К восемнадцатилетию Эдды Муссолини находился у власти уже шесть лет. Он, пусть и не без проблем, оправился после убийства Маттеотти и был теперь полновластным «дуче», нес ответственность только перед королем, но больше уже не перед парламентом. На место небритости и разношерстной, плохо сидящей одежды пришли ладно скроенные костюмы и военная форма, тщательно подбираемая в соответствии случаю и настроению. Муссолини, впрочем, редко носил теперь черную рубашку, хотя и сохранил верность гетрам, двуцветным башмакам, беретам, галифе и свитерам с поясом. Выглядел он, по словам одного наблюдателя, как англичанин рабочего класса. Он по-прежнему был близок с Сарфатти, считавшейся теперь главным воплощением italianità, сути и духа Италии, и все так же полагался на ее мнение в вопросах культуры. Эдвидже говорила, что Муссолини любил Сарфатти так, как не любил ни одну другую женщину, и что Ракеле при всей оторванности от жизни инстинктивно отдавала себе отчет, что Сарфатти для нее опаснее остальных любовниц Муссолини и, соответственно, ненавидела ее больше всех. Сарфатти, в свою очередь, считала Ракеле – так она говорила одной из своих подруг – «невежественной, неотесанной крестьянкой».

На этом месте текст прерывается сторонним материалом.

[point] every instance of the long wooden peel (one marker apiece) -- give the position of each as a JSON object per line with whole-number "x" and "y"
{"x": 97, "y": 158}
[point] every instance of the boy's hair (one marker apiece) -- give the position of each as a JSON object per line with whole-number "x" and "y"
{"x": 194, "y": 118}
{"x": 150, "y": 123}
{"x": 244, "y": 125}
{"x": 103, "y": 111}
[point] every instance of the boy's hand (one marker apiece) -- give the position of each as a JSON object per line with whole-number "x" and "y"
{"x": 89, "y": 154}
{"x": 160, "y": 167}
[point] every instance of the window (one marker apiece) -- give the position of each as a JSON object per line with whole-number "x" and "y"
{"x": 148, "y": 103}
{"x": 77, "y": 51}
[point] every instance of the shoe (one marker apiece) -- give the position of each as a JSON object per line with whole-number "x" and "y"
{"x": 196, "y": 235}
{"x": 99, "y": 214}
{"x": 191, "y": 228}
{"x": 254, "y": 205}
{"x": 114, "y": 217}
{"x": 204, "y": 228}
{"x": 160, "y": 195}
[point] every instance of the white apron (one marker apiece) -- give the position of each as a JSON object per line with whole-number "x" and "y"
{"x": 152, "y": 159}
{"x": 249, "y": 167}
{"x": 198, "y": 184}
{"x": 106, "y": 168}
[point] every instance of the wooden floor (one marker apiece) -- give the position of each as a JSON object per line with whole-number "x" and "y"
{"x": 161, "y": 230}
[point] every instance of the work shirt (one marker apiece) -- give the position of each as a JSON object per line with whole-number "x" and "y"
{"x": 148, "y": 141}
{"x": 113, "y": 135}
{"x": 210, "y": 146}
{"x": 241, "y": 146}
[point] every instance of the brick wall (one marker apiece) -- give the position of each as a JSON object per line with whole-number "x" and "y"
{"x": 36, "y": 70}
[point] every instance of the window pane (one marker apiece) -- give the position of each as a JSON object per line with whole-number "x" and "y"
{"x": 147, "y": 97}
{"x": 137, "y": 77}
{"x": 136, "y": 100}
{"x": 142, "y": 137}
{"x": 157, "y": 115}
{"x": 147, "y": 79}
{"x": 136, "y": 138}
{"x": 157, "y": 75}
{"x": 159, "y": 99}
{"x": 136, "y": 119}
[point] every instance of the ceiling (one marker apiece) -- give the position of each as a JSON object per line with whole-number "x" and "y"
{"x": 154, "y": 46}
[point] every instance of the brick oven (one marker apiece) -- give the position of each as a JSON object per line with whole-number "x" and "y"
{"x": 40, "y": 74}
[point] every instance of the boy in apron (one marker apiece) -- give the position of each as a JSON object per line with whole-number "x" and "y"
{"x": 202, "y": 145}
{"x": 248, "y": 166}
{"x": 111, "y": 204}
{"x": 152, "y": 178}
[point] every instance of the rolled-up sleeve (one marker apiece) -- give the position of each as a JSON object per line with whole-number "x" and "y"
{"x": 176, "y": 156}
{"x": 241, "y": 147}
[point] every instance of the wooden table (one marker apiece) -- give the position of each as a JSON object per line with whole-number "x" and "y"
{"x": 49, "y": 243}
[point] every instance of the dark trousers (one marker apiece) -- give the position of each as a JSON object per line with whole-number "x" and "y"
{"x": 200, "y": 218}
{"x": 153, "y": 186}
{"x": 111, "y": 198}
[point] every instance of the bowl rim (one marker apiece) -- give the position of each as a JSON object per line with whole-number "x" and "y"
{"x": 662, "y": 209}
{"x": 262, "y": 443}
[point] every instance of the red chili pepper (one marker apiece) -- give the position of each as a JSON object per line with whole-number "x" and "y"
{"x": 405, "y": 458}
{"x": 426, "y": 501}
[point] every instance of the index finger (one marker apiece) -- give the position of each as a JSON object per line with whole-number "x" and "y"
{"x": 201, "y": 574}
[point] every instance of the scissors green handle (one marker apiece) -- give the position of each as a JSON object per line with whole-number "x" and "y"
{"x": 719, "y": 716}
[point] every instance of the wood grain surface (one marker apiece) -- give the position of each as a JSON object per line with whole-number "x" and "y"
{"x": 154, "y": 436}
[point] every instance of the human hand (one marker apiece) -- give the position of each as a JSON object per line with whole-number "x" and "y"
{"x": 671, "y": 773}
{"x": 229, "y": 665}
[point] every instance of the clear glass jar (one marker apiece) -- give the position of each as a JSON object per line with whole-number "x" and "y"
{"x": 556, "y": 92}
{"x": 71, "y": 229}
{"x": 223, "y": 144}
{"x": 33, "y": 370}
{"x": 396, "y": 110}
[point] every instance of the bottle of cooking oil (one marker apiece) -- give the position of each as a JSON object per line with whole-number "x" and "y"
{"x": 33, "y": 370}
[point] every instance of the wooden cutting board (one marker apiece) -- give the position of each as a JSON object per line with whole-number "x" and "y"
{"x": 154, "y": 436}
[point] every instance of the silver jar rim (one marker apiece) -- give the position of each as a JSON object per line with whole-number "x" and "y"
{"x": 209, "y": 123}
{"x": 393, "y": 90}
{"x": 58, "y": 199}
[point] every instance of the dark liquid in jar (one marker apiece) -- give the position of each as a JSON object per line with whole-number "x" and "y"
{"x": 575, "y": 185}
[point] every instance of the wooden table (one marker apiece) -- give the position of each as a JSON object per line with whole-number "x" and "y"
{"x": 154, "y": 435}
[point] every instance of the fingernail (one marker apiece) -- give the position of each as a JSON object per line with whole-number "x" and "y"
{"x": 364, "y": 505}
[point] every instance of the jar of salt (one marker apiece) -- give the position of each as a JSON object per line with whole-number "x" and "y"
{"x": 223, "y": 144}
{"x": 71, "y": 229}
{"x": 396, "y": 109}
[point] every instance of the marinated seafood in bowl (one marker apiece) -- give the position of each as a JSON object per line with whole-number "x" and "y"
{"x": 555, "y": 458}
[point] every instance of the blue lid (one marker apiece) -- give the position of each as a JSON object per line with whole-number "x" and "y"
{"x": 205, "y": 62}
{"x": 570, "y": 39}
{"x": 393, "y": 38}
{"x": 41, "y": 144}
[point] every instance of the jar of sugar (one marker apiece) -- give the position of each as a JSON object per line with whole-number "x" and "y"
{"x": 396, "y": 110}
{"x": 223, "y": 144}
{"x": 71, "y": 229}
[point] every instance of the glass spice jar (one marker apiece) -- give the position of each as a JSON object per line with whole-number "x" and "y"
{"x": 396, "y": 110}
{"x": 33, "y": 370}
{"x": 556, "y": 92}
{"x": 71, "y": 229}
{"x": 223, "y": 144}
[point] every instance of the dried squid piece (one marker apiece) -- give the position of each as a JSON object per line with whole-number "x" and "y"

К тому времени в свет уже вышли несколько написанных в духе жития святых биографий Муссолини, но Сарфатти написала и свой собственный панегирик. Она описывала его как человека исключительной силы, мощи и харизмы, воплощающего в одном лице современность и величие Древнего Рима – вдумчивого, решительного, реалистичного, вечно молодого и полного энергии, «плебея-аристократа», трезво оценившего своих соотечественников и взявшего на себя судьбоносное решение ими руководить. Амбиции дуче, писала она, «поддерживают и поглощают его». Предпочтя не заметить таящуюся за ее славословием некоторую фальшь, Муссолини был от книги в восторге. Опубликованная в 1925 году под названием «Дуче» книга пользовалась огромным успехом, быстро была переведена на восемнадцать языков, и продажи ее в общей сложности превысили миллион экземпляров. Именно она во многом способствовала культивированию легенды о Муссолини.